Energy. Verve. At last Saturday’s festival concert, everything seemed youthful, full of light.
Appropriately titled “Flights of Fancy,” the second to last Music in the Mountains concert of the season experienced varying amounts of fresh rain, but nothing could dim a particularly bright program or stellar performance.
Mozart’s Symphony No. 36, in C Major opened the evening with a clear-as-cut-glass reading by the orchestra under Conductor Guillermo Figueroa. Apparently written at breakneck speed when the composer was only 27, the symphony has never been known as overworked.
Figueroa breezed through all four movements with his own brand of professional ease. The moderately lively first movement slipped into its spirited conclusion before lightly touching down in the second movement for a true adagio.
Figueroa led the spritely minuet by conducting it in “one” rather than three, all but dancing in what seemed to be relaxed delight. The finale, a very fast presto, had the orchestra buzzing.
Every motif, every rhythmic pattern and every mood found precise expression – just what music in the Enlightenment might have captured 230 years ago.
Tchaikovsky’s difficult and demanding Violin Concerto turned out to be a brilliant emotional and musical contrast. Inserted into Saturday’s program only this week, the first movement became part of the program as a result of the Conservatory Competition.
On July 15, violinist Jacqueline Audas closed a sparkling evening of a dozen student performers with her interpretation of the Tchaikovsky piece. She captured the audience’s heart and the judges’ accolades.
Audas, 17, is a cool virtuoso. She has mastered the technically challenging concerto and plays with assurance. At the competition and the formal performance Saturday, she focused on her violin throughout, glancing up at Figueroa only twice. Otherwise, Audas was a study in concentration, and her performance one of interior intensity.
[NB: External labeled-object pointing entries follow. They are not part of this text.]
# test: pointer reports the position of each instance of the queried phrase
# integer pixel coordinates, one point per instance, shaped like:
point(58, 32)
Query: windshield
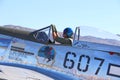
point(92, 34)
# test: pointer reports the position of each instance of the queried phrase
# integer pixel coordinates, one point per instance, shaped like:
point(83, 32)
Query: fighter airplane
point(85, 59)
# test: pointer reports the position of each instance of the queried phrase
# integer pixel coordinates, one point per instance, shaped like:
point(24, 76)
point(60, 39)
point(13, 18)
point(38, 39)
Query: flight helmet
point(68, 32)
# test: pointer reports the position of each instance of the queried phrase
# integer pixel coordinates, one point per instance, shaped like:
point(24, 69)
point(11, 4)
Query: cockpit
point(82, 33)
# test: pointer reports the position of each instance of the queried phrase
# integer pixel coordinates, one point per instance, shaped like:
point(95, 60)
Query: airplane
point(82, 59)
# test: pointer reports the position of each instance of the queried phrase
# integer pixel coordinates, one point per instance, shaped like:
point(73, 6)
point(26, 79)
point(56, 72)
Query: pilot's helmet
point(68, 32)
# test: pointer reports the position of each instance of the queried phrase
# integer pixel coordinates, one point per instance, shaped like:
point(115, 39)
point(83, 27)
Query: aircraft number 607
point(85, 69)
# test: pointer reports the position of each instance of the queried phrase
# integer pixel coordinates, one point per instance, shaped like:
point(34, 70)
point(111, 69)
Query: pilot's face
point(64, 35)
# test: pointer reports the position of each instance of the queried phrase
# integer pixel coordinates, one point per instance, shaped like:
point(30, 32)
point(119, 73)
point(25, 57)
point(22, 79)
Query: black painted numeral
point(101, 63)
point(87, 64)
point(69, 60)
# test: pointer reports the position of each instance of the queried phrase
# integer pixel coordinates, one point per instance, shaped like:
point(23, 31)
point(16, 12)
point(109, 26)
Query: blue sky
point(102, 14)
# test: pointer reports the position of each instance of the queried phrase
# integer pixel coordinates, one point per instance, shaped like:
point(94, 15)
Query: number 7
point(101, 63)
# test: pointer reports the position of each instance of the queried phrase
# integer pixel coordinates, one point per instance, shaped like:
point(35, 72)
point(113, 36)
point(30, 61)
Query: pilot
point(67, 36)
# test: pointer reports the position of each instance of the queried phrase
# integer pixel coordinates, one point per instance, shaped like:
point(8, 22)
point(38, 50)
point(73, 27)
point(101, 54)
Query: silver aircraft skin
point(84, 60)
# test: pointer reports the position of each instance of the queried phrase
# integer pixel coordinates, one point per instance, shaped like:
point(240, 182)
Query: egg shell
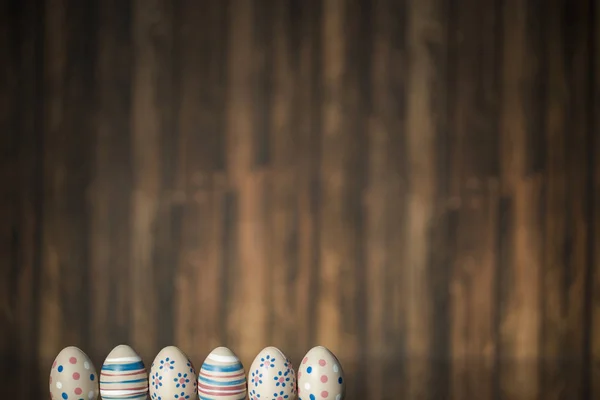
point(271, 375)
point(172, 375)
point(222, 376)
point(320, 376)
point(73, 376)
point(123, 375)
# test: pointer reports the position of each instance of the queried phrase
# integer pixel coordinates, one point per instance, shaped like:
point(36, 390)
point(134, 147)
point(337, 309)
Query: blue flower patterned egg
point(271, 376)
point(172, 376)
point(73, 376)
point(320, 376)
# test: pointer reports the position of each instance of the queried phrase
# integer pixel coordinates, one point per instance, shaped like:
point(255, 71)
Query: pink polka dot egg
point(73, 376)
point(320, 376)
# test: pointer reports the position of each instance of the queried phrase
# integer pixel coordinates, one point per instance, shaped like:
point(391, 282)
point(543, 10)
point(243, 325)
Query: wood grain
point(412, 184)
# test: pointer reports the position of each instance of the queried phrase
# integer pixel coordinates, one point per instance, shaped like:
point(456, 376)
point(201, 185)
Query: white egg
point(123, 375)
point(222, 376)
point(73, 376)
point(172, 376)
point(320, 376)
point(271, 376)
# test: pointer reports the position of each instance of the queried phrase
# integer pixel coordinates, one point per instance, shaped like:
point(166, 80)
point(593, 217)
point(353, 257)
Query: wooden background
point(414, 184)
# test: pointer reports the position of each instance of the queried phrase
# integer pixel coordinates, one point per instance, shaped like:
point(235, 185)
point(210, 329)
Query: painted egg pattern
point(222, 376)
point(320, 376)
point(73, 376)
point(123, 375)
point(172, 376)
point(271, 376)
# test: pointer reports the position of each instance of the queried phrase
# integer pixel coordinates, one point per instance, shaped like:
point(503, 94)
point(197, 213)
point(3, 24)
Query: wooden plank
point(357, 108)
point(332, 181)
point(377, 201)
point(284, 181)
point(577, 216)
point(27, 284)
point(200, 180)
point(71, 174)
point(250, 276)
point(148, 27)
point(308, 125)
point(558, 93)
point(425, 109)
point(110, 234)
point(10, 161)
point(474, 183)
point(594, 238)
point(396, 372)
point(170, 212)
point(520, 320)
point(52, 321)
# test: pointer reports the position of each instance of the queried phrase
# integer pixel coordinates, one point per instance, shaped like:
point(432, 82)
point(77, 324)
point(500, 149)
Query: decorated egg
point(73, 376)
point(172, 376)
point(222, 376)
point(123, 375)
point(271, 376)
point(320, 376)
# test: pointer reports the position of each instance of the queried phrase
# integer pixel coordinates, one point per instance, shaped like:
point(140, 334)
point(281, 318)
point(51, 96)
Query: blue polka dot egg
point(172, 376)
point(271, 376)
point(320, 376)
point(73, 376)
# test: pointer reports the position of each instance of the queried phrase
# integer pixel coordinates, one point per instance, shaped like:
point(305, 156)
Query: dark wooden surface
point(414, 184)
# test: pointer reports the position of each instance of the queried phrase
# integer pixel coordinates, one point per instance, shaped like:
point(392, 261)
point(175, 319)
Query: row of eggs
point(173, 376)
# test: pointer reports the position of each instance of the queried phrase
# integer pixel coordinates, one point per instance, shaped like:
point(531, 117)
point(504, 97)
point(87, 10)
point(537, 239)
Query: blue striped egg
point(222, 376)
point(123, 375)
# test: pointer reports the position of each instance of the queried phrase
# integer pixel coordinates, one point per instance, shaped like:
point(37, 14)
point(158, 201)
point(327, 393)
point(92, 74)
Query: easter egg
point(320, 376)
point(172, 376)
point(271, 376)
point(73, 376)
point(123, 375)
point(222, 376)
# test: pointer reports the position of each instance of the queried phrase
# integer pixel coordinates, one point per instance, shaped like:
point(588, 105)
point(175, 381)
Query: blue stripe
point(123, 367)
point(243, 397)
point(120, 382)
point(223, 368)
point(222, 383)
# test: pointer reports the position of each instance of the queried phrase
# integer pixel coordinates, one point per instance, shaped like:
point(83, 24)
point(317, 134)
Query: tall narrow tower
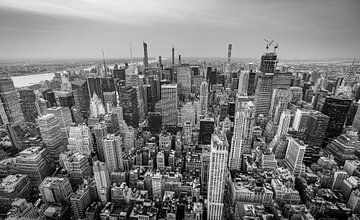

On the one hand, it’s appropriate when a musician is young and mastering technique. It’s far better than a swooning emotional interpretation, often a cover for moderate technical achievement.
But there is a middle ground that gifted musicians must move through to lift performance to the level of high art. For lack of better words, it’s a balance between dazzling virtuosity and profound expression. Presumably, Audas will find that balance as she matures.
After intermission, the rain subsided somewhat, and Figueroa led the orchestra through the 1945 version of “The Firebird.” Like Mozart’s youthful symphony, Stravinsky’s ballet music was composed in his mid 20s. “Firebird” is full of experimentation, verve and colorful ensemble passages. Figueroa emphasized the contrasts, floating gossamer sections with easy grace, bringing everything to a quiet pause, then unleashing a torrent of sound.
He was well aided by bold and exacting percussion and brass sections. The strings, often muted, spun out the mistiest of textures. Oboist Erin Hannigan introduced ethereal motifs; French hornist Greg Hustis startled with one particularly fine pianissimo. And bassoonist Laura Leisring sent sky trails aloft more than once.
Credit Hustis and Figueroa for programming such a winning concert. Credit the musicians and a talented young soloist for delivering the goods in a very tight overall performance.
Despite the rain, Saturday’s musical evening on the mountain turned out to be all light and energy.